Governo deve propor fim do fator previdenciário
O ministro da Previdência Social, Carlos Gabas, reacendeu ontem a discussão sobre o fim do fator previdenciário, o multiplicador criado em 1999 que encolhe o valor da aposentadoria no País. Em entrevista ao jornal O Estado de S. Paulo, Gabas defendeu a adoção do sistema 85/95 como ponto de partida para as negociações com trabalhadores. O objetivo é prolongar o tempo de contribuição a fim de diminuir o déficit da Previdência.
“O fator previdenciário é ruim porque não cumpre o papel de retardar as aposentadorias”, disse Gabas. “Nos últimos dez anos, a expectativa de sobrevida no Brasil subiu 4,6 anos. Em média, a expectativa de vida chega a 84 anos e a idade média de aposentadoria por tempo de contribuição é de 54 anos. Então, o cidadão fica 30 anos, em média, recebendo aposentadoria. Não há sistema que aguente”, declarou. Especialistas ouvidos pela FOLHA consideram a proposta melhor que o sistema atual, mas fazem ressalvas.
O conceito apresentado pelo ministro consiste em somar a idade do trabalhador ao seu tempo de contribuição, permitindo a aposentadoria quando o resultado for 85, para mulheres, e 95, para homens.
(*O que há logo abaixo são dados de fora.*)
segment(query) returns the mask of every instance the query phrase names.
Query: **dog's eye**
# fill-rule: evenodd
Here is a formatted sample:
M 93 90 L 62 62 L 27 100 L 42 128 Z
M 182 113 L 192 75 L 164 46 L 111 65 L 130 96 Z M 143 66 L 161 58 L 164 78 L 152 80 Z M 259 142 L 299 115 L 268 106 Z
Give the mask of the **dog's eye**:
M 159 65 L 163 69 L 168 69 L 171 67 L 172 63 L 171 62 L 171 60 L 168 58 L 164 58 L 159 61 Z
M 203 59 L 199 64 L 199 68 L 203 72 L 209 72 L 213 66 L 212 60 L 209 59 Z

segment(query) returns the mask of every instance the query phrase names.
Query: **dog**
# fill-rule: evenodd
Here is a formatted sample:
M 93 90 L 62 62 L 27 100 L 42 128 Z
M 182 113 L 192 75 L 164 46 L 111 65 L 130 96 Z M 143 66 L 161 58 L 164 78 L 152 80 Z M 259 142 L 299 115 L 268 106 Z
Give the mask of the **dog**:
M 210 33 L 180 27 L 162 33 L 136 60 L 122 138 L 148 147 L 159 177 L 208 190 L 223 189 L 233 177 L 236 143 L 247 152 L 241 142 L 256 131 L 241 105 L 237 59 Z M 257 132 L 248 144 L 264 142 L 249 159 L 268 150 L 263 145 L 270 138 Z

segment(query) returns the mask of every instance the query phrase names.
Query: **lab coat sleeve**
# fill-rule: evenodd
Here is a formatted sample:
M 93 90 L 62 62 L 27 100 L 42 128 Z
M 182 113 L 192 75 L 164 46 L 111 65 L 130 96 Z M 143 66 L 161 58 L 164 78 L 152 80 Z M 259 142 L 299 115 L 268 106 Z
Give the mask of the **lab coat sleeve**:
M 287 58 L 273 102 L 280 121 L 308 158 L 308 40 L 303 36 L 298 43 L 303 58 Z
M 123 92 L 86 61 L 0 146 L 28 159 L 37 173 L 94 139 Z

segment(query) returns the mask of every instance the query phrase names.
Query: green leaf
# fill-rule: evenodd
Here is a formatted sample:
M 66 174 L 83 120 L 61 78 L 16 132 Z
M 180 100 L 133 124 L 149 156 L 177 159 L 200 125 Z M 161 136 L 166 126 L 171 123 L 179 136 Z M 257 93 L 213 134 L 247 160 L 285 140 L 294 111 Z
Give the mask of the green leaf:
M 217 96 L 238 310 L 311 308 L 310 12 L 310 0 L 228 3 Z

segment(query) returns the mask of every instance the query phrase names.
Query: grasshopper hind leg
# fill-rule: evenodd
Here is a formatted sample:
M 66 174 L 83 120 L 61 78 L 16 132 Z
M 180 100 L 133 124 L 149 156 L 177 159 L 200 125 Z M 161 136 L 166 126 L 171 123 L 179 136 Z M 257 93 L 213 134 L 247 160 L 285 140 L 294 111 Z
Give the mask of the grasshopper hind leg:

Um homem com 55 anos de idade poderia se aposentar caso tivesse contribuído 40 anos. A proposta chegou a ser levantada no governo Lula, mas não prosperou. A advogada e presidente do Instituto Brasileiro de Direito Previdenciário, Jane Berwanger, lembra que a proposta apresentada em anos anteriores mantinha a existência do fator para casos em que a soma 85/95 não se aplicasse.
“Nesse sentido, a proposta era boa; as centrais não vão aceitar se não houver essa possibilidade”, acredita Jane. Para ela, manter a possibilidade de aposentadoria por idade seria essencial como opção para aqueles que não conseguem se reposicionar no mercado de trabalho.
O fator previdenciário surge após um cálculo complexo, que inclui tempo de contribuição, expectativa de vida e média salarial. A Previdência oferece a tabela com o cálculo realizado para consulta em sua página na internet. Quanto mais novo o trabalhador, maior a perda salarial. Um homem de 50 anos que tenha contribuído 35 e atinja R$ 2 mil de média salarial, por exemplo, alcançaria uma contribuição inicial de apenas R$ 1.180. O advogado previdenciário Fernando Benedetti considera a proposta do ministro razoável.
“Quando o fator previdenciário incide sobre uma contribuição média de R$ 1 mil, ela cai para um salário mínimo; sem o fator não teria essa queda tão grande”, destaca. Com a nova regra, o advogado acredita que seria vantajoso trabalhar mais cinco anos a fim de evitar a perda de até 40% no benefício.
Sobre a possibilidade de estabelecimento de uma idade mínima para aposentadoria no País, nos moldes do que acontece na União Europeia, Benedetti é contra. Para ele, a ideia penaliza os trabalhadores mais humildes, que começaram a trabalhar muito jovens. Jane Berwanger também refuta a opção. “O mercado de trabalho para pessoas com mais de 50 anos é muito difícil; em períodos de crise eles são os primeiros a perder o emprego”, defende.
Atualmente, são pagos 18,1 milhões de aposentadorias no País. Mensalmente o gasto ultrapassa R$ 18 bilhões. A reportagem buscou mais detalhes sobre o projeto, mas a assessoria do Ministério da Previdência Social declarou que ele ainda não consta na pauta do governo. Segundo a assessoria, o foco no momento é discutir com as centrais sindicais e o Congresso Nacional o pacote de mudanças nos benefícios sociais.